Brent crude has slumped from a June high of about $115/bbl to about $81 on Nov. 11 as the Organization of Petroleum Exporting Countries hesitates to tackle a supply glut. For producers like Maersk, a Danish conglomerate that owns the world’s biggest shipping line as well as an oil rig unit, the price development may create opportunities as competitors with less scope to cut costs suffer losses.

On Nov. 11, Maersk reported a 2.8% increase in profit last quarter -- before interest, tax, depreciation and amortization -- to $3.20 billion. Maersk’s oil unit saw earnings fall 4.6% to $915 million, with the drop in crude prices outweighing the benefit of lower bunker fuel prices at the shipping line.

Maersk shares fell 1.1% as of 12:56 p.m. in Copenhagen to 12,650 kroner, after declining 3.5 % on Nov. 11. The stock has gained 7.5% this year, compared with a 20% increase in the benchmark OMX Copenhagen 20 index of Denmark’s most-traded companies.

Maersk on average sold a barrel of oil for $102 in the third quarter, 7.3% less than last year.

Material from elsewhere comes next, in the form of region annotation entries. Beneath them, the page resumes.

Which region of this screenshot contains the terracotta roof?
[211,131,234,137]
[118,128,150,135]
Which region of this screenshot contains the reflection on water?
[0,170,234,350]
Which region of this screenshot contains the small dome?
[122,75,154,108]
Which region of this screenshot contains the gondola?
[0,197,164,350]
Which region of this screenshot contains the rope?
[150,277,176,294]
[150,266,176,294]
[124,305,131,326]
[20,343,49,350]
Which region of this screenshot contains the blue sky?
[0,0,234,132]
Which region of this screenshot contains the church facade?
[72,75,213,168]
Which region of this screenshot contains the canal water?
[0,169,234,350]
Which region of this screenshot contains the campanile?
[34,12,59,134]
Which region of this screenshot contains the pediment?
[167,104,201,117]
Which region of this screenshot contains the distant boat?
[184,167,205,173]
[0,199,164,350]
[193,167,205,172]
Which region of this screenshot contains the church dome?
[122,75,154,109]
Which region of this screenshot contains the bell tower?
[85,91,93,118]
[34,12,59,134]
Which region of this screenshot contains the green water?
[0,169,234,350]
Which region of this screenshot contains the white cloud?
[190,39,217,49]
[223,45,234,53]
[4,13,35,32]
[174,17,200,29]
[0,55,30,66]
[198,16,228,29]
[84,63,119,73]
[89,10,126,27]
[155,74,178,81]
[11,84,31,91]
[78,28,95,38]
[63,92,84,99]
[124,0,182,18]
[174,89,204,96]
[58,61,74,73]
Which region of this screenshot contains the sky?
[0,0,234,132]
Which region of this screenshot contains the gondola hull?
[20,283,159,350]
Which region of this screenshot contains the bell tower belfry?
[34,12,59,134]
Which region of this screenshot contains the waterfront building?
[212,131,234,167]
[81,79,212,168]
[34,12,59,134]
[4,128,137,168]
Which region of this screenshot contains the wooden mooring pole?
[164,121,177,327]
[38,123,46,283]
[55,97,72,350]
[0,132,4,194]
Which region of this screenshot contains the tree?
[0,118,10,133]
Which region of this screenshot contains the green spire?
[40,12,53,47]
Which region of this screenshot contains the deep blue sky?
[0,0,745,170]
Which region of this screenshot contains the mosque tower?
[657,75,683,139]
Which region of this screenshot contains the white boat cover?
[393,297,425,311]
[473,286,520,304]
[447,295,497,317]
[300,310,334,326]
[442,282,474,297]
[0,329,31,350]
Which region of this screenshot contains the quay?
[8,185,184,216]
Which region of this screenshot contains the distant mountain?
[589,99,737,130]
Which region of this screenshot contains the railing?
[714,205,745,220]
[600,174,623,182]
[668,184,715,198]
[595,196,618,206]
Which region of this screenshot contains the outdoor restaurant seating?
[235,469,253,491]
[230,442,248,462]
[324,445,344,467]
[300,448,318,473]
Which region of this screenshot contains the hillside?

It said longer-term contracts protect it somewhat from fluctuating market prices.

Under Pressure

Declining oil prices “will be a challenge for some time as drilling rig charters are under pressure already, and will probably have to go even lower yet,” Smedegaard Andersen said. “There are enough rigs for deepwater exploration, but some of the older rigs still operating need to be competed out of the market.”

The company is back in acquisition mode and may use the development in the oil industry as an opportunity to buy, according to Karl Thorngren, head of M&A and projects at Maersk.

“There is a quite fluid M&A market in oil, especially as some of the supermajors are retracting from some of their positions, which could be something we look at to grow our own business,” Thorngren said in an interview last week.

Maersk reiterated on Nov. 11 that group earnings will reach $4.5 billion this year, excluding discontinued operations, impairment losses and divestment gains. Third-quarter profit was in line with the $3.22 billion estimate of six analysts surveyed by Bloomberg. Capital expenditure this year will amount to $9 billion, compared with an earlier forecast for about $10 billion, it said.